If you use SO_REUSEADDR then you are basically saying, I will assume that there are no stray packets. Which is increasingly likely with modern, reliable, TCP networks. Although it is still possible it is unlikely.
Setting SO_LINGER to zero causes you to initiate an abnormal close, also called "slamming the connection shut." Here you do not respect TIME_WAIT and ignore the possiblity of a stray packet.
If you see FIN_WAIT_1 then this can cause problems, as the remote location has not sent a TCP FIN ACK in response to your FIN. So the process was either killed or the TCP FIN ACK was lost due to a network partition or a bad route.
When you see CLOSE_WAIT you have a problem, here you are leaking connections as you are not sending the TCP FIN ACK when given the TCP FIN.
I did some more reading and this is my understanding of what happens (hopefully correct):
When you call close on a socket which has SO_REUSEADDR set ( or your app crashes ) the following sequence occurs:
TCP Sends any remaining data in the send buffer and a FIN
If close was called it returns immediately without indicated if any remaining data was delivered successfully.
If data was sent the peer sends a data ACK
The peer sends an ACK of the FIN and sends it's own FIN packet
The peer's FIN is acked and the socket resources are deallocated.

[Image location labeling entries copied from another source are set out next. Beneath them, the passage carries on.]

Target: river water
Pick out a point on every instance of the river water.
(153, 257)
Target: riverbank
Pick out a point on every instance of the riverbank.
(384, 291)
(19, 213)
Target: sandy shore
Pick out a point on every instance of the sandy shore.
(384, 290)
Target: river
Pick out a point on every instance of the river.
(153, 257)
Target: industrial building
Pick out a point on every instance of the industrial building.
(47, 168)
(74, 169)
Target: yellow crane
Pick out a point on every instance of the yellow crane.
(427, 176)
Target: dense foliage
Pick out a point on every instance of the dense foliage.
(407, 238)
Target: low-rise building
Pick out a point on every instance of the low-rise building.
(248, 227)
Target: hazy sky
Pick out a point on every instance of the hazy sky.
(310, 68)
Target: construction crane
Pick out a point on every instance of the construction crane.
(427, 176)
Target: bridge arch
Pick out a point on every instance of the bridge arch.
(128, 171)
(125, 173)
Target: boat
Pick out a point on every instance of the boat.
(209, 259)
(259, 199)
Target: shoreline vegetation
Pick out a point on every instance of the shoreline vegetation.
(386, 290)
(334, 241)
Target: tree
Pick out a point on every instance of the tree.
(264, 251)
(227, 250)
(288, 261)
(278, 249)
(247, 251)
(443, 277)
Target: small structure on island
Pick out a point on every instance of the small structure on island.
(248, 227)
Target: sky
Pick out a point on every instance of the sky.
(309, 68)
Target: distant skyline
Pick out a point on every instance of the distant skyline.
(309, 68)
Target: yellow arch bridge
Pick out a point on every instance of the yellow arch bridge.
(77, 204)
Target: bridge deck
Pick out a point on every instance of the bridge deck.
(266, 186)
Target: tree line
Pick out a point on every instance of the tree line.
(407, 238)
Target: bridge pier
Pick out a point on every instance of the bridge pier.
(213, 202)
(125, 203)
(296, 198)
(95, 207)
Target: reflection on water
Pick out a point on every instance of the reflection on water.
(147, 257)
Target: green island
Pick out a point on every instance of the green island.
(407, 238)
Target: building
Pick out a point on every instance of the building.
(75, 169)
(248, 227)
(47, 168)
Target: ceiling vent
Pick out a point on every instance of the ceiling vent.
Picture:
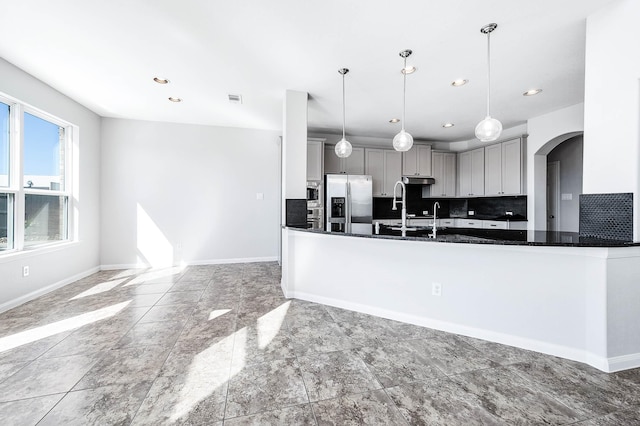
(235, 99)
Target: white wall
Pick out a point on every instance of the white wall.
(175, 193)
(612, 103)
(51, 268)
(569, 155)
(545, 133)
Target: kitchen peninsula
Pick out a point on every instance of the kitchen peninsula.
(561, 298)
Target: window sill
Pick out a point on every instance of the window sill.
(12, 255)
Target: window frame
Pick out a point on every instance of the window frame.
(16, 188)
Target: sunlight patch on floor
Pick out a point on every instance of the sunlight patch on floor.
(34, 334)
(99, 288)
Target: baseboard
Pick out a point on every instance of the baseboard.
(42, 291)
(109, 267)
(603, 364)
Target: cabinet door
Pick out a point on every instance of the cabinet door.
(450, 174)
(332, 163)
(424, 160)
(477, 172)
(493, 170)
(354, 164)
(410, 162)
(464, 174)
(374, 166)
(314, 160)
(392, 170)
(437, 167)
(511, 167)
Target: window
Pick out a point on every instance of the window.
(35, 191)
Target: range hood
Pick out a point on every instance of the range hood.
(414, 180)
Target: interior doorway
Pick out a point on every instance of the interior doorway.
(553, 196)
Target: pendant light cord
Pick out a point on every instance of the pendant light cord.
(489, 74)
(404, 90)
(343, 108)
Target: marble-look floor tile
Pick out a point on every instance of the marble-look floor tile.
(508, 396)
(398, 363)
(128, 365)
(501, 354)
(107, 405)
(189, 356)
(440, 402)
(152, 333)
(194, 398)
(336, 374)
(180, 298)
(452, 355)
(299, 415)
(27, 411)
(174, 313)
(45, 377)
(260, 344)
(264, 387)
(370, 408)
(320, 337)
(591, 394)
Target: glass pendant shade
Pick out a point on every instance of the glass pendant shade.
(343, 148)
(403, 141)
(488, 130)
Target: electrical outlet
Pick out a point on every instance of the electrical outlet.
(436, 289)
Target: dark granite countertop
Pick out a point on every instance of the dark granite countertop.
(492, 236)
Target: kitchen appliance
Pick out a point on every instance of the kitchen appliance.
(315, 208)
(349, 203)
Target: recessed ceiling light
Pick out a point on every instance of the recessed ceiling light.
(409, 70)
(532, 92)
(235, 99)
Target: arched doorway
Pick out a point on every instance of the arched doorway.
(558, 183)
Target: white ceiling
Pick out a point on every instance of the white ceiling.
(105, 54)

The socket does not enter TIME-WAIT.
When you close a socket with the SO_LINGER time set to zero:
TCP discards any data in the send buffer
TCP sends a RST packet to the peer
The socket resource are deallocated.
The socket does not enter TIME-WAIT
So beyond the fact that setting linger to zero is a hack and bad style it's also bad manners as it doesn't go through a clean shutdown of the connection.
I have use SO_REUSEADDR to wildcard bind() to a local port for which some other program already had a connection open on. It turns out this particular use will never cause a problem so long as no two sockets try to listen() on the same addr/port combo at the same time.